Microsoft released six security updates on Tuesday. Half the lot plugs holes in Windows Vista, while the remaining set fixes vulnerabilities in Internet Explorer and other Microsoft software.
One critical update addresses a vulnerability in Kodak image viewer. Another, which fixes a vulnerability in Outlook Express and Windows Mail, is rated critical for earlier versions of Windows and important for Vista. Meanwhile, security bulletin MS07-060 addresses a vulnerability in Microsoft Word that's rated critical for earlier versions and important for more recent versions.
Moving on to the browser, MS07-057 is a critical-rated cumulative update for Internet Explorer. Two final patches fix important vulnerabilities in Windows SharePoint Services 3.0, Office SharePoint Server 2007, and in remote procedure call (RPC) authentication.
"Today's Microsoft patches emphasize the need for proactive browser protection and the risk of surfing the Web unprotected," said Dave Marcus, security research and communications manager at McAfee Avert Labs.
"Many of the vulnerabilities addressed by the fixes could be exploited if a Windows user simply clicks a malicious Web link, a favorite attack method among cybercriminals," he said. "Users need to be more careful than ever when surfing the Internet."
Top Priority Updates
Amol Sarwate, research manager of the vulnerability research lab at Qualys, offered a similar take.
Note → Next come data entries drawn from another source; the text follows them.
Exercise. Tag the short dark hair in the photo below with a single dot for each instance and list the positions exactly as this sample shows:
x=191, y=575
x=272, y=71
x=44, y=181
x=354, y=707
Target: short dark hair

He said MS07-057, which describes a critical patch relating to an Internet Explorer issue, should be given top priority because it addresses two zero-day flaws.
Attackers could use a spoofing issue the patch addresses to launch phishing attacks against unsuspecting users. The vulnerability opens the door to let attackers write malicious code that leads a victim to a Web site that looks legit, including even the address bar's URL.
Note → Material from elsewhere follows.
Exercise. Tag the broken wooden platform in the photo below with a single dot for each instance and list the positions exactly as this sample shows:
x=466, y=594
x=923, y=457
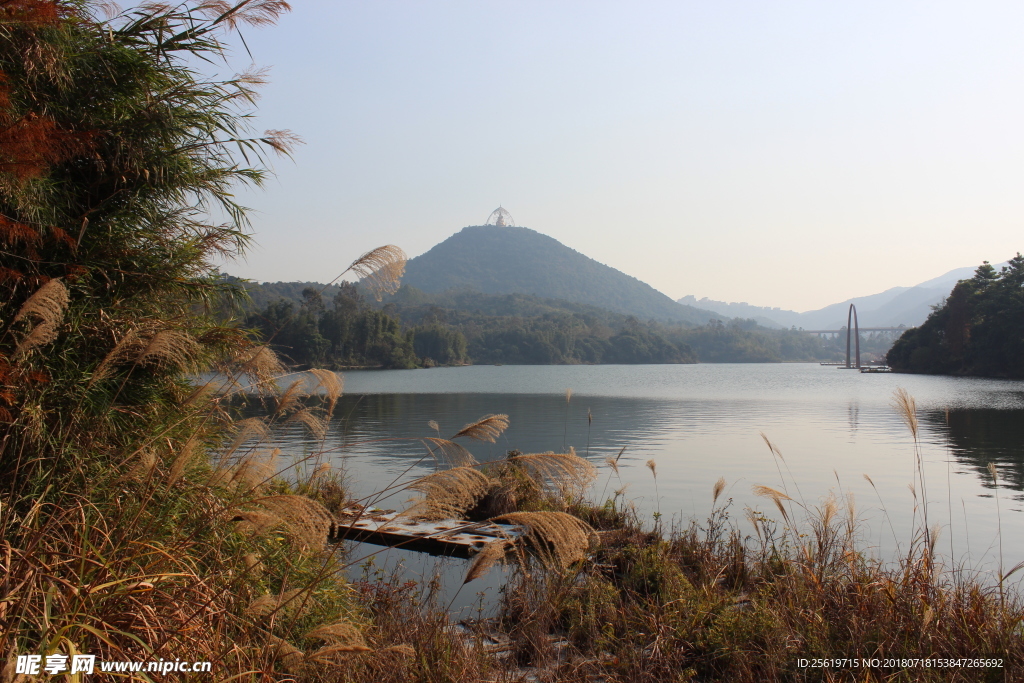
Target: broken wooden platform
x=452, y=538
In addition to drawing attention to MS07-067, Sarwate pointed to another serious issue: MS07-058. This bulletin describes an update that allows attackers to send special RPC packets to a Windows machine. Those packets can cause the machine to shut down or restart.
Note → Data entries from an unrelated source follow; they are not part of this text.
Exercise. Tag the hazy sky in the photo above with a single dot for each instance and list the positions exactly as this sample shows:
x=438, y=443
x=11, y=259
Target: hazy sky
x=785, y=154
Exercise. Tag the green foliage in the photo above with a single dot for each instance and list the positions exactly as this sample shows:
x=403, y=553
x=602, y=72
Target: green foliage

"This is unique from the other vulnerabilities the release addresses, as the victim does not have to do anything other than turn on their machine and connect to the Internet in order for this to be exploited," he explained.
Microsoft Word Flaw
One of the other four critical patches is MS07-060, which addresses previously reported "in-the-wild" Microsoft Word vulnerabilities that allow an attacker to send an infected Word document as an attachment or as a downloadable file from a Web site. When opened, the attacker can take over the machine and command it to download spyware, viruses, and Trojans, and conduct other malicious activities.
"This is the same effect caused if MS07-055, the patch for the Kodak image viewer, is not applied and the host machine is exploited," Sarwate said. "As a default image viewing program that comes preinstalled on all Windows machines, users who open infected image files with the Kodak image viewer can be compromised."
Microsoft initially planned to release seven security bulletins, but decided to remove one of the updates from the release schedule due to a quality-control issue, according to Tami Gallupe, the Microsoft Security Response Center (MSRC) release manager.